The costs of cutting greenhouse gases and who will pay for doing it are likely to be the key issues at a major UN-backed climate change meeting of scientists and diplomats in the Thai capital this week, participants said Sunday.
Some of the world's biggest greenhouse gas emitters like the US and Australia and top oil exporters such as Saudi Arabia will try to water down language in a draft report, obtained by media earlier this month, that suggests reducing emissions could cost less than 3 percent of annual global economic activity, environmental activists said.
"Cost will be on everybody's mind," said environmental protection group WWF International's Martin Hiller. "Changing the energy system is costly but we can still afford to do it. The cost for doing nothing is staggering and could be up to 20 times more expensive."
Developing countries are likely to demand that richer countries help them adapt to warming global temperatures which are expected to cause widespread flooding, droughts and rising sea levels.
"If you take roads or electricity lines or buildings, they will all have to be adapted to climate change," said Hiller.

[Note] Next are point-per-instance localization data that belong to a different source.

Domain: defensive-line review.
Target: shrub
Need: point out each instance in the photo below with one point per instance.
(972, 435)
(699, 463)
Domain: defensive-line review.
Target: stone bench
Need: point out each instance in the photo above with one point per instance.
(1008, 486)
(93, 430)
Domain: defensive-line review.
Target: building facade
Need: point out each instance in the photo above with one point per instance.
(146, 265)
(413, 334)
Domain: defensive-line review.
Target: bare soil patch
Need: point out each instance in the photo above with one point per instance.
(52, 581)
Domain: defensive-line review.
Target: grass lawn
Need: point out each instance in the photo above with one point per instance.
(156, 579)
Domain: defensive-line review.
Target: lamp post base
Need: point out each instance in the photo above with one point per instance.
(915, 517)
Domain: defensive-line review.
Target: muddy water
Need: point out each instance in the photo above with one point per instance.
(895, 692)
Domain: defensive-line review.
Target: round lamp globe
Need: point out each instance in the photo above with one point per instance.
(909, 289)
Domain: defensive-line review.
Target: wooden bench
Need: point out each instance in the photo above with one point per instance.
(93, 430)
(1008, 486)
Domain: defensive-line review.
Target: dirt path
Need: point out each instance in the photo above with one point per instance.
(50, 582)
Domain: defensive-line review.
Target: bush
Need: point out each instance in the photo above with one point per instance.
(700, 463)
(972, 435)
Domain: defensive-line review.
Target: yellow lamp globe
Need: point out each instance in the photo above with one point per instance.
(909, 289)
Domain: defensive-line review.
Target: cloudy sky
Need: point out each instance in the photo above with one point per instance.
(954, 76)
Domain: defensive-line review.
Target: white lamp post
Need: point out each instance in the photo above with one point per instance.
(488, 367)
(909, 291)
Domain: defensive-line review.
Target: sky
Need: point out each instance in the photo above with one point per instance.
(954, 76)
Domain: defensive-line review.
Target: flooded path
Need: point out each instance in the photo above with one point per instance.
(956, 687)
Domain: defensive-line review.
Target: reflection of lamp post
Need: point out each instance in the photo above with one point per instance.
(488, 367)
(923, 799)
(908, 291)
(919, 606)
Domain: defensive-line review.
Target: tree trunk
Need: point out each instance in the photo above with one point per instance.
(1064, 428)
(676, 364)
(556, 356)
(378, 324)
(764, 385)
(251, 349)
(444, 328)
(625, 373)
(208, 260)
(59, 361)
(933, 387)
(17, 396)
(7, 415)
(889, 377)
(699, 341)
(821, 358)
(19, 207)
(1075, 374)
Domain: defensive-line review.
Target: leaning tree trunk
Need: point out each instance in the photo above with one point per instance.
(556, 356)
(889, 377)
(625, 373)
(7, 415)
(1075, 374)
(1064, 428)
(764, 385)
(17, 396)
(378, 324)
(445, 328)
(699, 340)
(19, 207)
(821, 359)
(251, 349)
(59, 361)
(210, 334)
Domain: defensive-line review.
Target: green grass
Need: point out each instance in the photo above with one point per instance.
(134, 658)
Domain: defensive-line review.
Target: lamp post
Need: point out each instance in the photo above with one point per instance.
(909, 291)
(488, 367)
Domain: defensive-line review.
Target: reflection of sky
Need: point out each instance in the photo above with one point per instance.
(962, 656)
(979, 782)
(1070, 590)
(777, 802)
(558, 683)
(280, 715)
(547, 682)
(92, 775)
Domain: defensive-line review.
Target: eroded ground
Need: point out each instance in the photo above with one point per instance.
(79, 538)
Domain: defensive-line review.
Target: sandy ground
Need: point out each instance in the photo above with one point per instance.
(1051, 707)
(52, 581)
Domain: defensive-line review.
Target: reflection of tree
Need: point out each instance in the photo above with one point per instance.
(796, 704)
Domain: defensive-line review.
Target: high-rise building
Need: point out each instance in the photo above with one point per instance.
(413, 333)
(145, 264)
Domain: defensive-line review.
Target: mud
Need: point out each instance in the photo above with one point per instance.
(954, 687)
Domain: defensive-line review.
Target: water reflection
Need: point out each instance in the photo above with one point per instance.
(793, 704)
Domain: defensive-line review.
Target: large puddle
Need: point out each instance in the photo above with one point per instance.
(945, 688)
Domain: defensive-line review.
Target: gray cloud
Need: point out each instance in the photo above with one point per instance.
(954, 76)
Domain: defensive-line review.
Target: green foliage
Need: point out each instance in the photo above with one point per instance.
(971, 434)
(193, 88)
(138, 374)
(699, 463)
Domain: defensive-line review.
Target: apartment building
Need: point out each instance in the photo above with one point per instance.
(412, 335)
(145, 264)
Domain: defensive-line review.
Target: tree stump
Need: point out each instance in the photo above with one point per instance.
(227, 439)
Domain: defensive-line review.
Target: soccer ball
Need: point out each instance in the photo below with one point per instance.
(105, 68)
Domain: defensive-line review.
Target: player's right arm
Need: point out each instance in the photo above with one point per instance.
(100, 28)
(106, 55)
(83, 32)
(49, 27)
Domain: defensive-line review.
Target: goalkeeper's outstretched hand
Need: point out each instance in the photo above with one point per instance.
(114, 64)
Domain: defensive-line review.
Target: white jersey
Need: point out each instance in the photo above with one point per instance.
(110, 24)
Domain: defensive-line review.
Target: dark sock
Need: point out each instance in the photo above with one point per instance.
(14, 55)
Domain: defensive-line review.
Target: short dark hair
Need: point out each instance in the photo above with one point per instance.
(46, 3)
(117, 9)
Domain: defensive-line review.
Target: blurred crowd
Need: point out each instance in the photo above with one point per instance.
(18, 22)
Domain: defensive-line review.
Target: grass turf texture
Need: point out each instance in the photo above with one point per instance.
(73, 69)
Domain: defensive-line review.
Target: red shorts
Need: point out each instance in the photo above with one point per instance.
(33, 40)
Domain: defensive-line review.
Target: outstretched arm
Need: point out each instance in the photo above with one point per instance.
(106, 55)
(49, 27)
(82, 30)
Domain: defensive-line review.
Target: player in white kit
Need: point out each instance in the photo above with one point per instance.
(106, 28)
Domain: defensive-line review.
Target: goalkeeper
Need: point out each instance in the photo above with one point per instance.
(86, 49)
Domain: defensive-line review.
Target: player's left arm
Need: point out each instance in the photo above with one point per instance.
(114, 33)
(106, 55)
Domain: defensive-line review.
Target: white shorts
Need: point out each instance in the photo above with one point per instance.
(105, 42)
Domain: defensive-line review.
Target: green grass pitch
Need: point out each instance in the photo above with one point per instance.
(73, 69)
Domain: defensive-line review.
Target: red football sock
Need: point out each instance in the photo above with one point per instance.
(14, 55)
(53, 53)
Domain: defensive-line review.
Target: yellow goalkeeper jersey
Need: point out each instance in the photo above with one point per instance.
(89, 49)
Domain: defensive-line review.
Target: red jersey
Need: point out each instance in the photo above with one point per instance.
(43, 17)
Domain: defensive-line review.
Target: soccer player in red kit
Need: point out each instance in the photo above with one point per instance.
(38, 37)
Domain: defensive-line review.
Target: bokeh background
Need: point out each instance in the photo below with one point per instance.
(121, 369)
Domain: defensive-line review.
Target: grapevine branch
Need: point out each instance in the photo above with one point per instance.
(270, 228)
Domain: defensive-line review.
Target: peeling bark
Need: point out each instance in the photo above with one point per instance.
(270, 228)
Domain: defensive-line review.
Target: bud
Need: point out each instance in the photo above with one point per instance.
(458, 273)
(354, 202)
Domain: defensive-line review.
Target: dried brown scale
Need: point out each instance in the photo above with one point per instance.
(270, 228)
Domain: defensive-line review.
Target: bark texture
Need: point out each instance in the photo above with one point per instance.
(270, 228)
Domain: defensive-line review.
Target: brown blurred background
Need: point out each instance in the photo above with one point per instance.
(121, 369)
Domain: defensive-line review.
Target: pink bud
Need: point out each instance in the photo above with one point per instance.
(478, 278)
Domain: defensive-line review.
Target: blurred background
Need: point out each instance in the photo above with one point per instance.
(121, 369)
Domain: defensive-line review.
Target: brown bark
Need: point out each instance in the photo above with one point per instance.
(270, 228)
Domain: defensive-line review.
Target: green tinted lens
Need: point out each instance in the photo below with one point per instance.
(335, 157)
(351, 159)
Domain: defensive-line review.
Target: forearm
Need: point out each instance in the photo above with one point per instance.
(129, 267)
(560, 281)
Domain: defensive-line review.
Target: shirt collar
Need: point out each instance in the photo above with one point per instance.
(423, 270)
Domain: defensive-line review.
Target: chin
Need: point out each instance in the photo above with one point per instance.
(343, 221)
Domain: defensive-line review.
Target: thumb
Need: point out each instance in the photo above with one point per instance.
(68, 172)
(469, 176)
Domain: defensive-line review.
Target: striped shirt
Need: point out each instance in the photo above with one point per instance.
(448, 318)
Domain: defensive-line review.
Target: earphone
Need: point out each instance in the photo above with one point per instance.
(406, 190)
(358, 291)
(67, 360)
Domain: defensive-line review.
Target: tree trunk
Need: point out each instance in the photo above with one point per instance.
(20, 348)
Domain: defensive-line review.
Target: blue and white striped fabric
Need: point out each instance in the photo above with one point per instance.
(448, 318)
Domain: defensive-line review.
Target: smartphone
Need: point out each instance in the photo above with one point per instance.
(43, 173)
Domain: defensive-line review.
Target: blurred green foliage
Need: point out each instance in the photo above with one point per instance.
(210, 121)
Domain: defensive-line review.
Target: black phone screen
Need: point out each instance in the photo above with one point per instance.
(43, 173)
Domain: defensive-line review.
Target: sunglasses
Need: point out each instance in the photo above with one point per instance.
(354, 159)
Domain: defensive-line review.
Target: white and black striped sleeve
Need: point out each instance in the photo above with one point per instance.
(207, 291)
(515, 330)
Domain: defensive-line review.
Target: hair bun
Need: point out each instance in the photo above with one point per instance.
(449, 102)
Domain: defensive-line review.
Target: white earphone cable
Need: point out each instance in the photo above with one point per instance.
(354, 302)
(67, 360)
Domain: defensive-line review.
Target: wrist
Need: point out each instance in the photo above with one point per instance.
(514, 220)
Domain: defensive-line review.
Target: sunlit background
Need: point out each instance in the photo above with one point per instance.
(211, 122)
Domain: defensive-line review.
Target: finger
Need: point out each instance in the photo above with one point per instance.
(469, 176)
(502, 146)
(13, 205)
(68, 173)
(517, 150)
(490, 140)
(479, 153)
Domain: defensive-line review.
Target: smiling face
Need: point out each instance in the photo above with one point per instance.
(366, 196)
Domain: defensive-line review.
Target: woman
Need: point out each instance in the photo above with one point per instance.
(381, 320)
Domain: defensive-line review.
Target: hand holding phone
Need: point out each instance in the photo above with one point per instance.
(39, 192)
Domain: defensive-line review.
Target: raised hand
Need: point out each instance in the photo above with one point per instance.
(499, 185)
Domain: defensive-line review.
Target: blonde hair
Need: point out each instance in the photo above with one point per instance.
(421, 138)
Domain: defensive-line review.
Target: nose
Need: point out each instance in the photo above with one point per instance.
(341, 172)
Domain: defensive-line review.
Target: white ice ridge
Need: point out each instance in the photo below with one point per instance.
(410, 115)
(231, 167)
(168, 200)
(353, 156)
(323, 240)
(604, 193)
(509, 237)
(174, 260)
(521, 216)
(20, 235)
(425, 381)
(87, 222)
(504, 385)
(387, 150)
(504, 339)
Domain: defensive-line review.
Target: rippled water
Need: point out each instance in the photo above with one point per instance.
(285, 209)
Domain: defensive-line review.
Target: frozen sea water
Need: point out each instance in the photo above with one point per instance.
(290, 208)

Today, the Intergovernmental Panel on Climate Change, a network of more than 2,000 scientists, will open a five-day meeting in Bangkok, Thailand, to finalize a report on how the world can mitigate rising levels of carbon dioxide, methane and other heat-trapping gases.
The draft report, which will be amended following comments from dozens of governments, says emissions can be cut below current levels if the world shifts away from carbon-heavy fuels like coal, invests in energy efficiency and reforms the agriculture sector.
Two previous IPCC reports this year painted a dire picture of a future in which unabated greenhouse gas emissions could drive global temperatures up as much as 6 C by 2100. Even a 2 C rise could subject up to 2 billion people to water shortages by 2050 and threaten extinction for 20 percent to 30 percent of the world's species, the IPCC said.
The third report makes clear the world must quickly embrace a basket of technological options already available and being developed just to keep the temperature rise to 2 C.
Making buildings more energy-efficient, especially in the developing world, through better insulation, lighting and other steps, could also lead to significant cuts as would converting from coal to natural gas, nuclear power and renewable energy such as wind.
"We believe that you can reduce emissions by 50 percent by 2050 using renewable energy technology and energy efficiency," said Stephanie Tunmore, a climate campaigner for Greenpeace International. "Hopefully, energy efficiency will come out strongly in the report because that is really important. For the most part, it's a negative cost."
Over the next century, the report says, such technology as hydrogen-powered fuel cells, advanced hybrid and electric vehicles with better batteries, and carbon sequestration whereby carbon emissions are stored underground will become more commercially feasible.
The US delegation at the Bangkok meeting is expected to argue that the report's cost estimates are unrealistically low and that the expense of reducing greenhouse gases currently would be difficult at present for most nations to bear.
The damage from unabated climate change might eventually cost the global economy between 5 percent and 20 percent of GDP every year, according to a British government report last year.